Convex Auth issues JWTs which allow your client to authenticate.

As far as the ConvexReactClient and the Convex backend with ctx.auth.getUserIdentity() are concerned, the JWT is all that's needed for valid authentication.

This means that when an existing session is invalidated (deleted), the user is not automically signed out until the JWT expires.

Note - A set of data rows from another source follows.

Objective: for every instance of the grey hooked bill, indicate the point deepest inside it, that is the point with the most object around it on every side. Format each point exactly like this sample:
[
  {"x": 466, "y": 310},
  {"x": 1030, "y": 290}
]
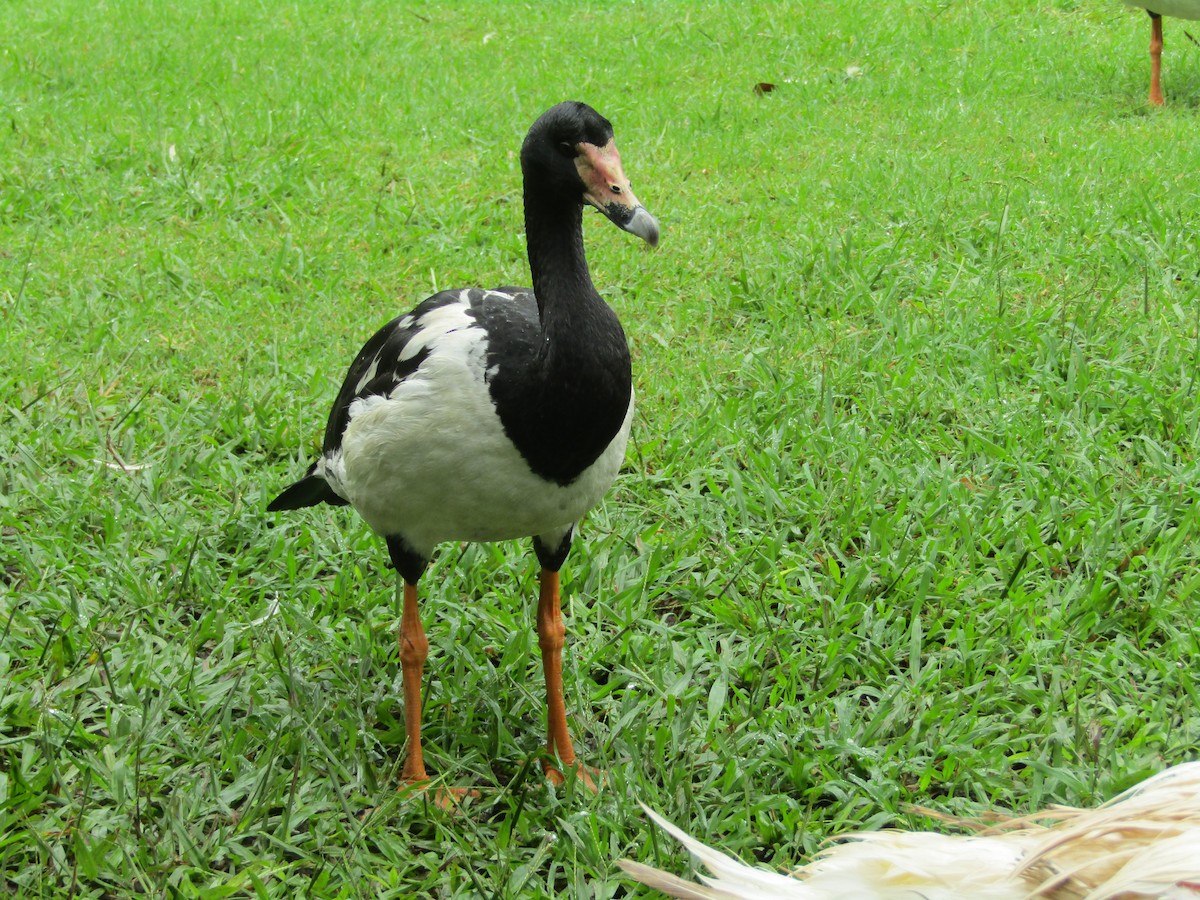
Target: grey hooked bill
[{"x": 643, "y": 225}]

If you want session validity to be reflected immediately, you need to actually load the current session in your queries/mutations/actions, and you need to make sure your client can handle the state where the JWT is valid but the session is not.

Either way, for critical operations (changing account details) you should always require either direct reauthentication or recent authentication. The current session's _creationTime can be used to determine how recently the user has signed in.

Reauthentication

To reauthenticate the user, you need to have a way to show the sign-in UI even when the user is already signed in (via routing or app state for example).

Using any authentication method while the user is logged-in will invalidate their existing session and create a new one.

Session document lifecycle

The session documents are created and deleted by Convex Auth.

For this reason if you're tying other documents to sessions, and you don't want to lose information when the session expires, you should store both the session ID and the user ID in your other document.

Custom callback and sign-in URLs

For ease of configuration, Convex Auth defaults to using the builtin CONVEX_SITE_URL value in callback and sign-in URLs. For some OAuth providers (Google, for example) this can lead to something like happy-animal-123.convex.site showing up to users on the OAuth consent screen.

If you're using a custom domain (opens in a new tab) for your production Convex deployment, you can configure Convex Auth to use that domain for the sign-in and callback URLs.

With your Production deployment selected in the Convex dashboard, navigate to Settings -> Environment Variables. Add a CUSTOM_AUTH_SITE_URL environment variable pointing to the custom domain you configured for the deployment. For example, if your custom HTTP Actions domain is convex.example.com then you'd set CUSTOM_AUTH_SITE_URL to https://convex.example.com (no trailing slash).

⚠️

Make sure to update your OAuth provider config for your production deployment with your new callback URL. Otherwise it will refuse to redirect users to your application.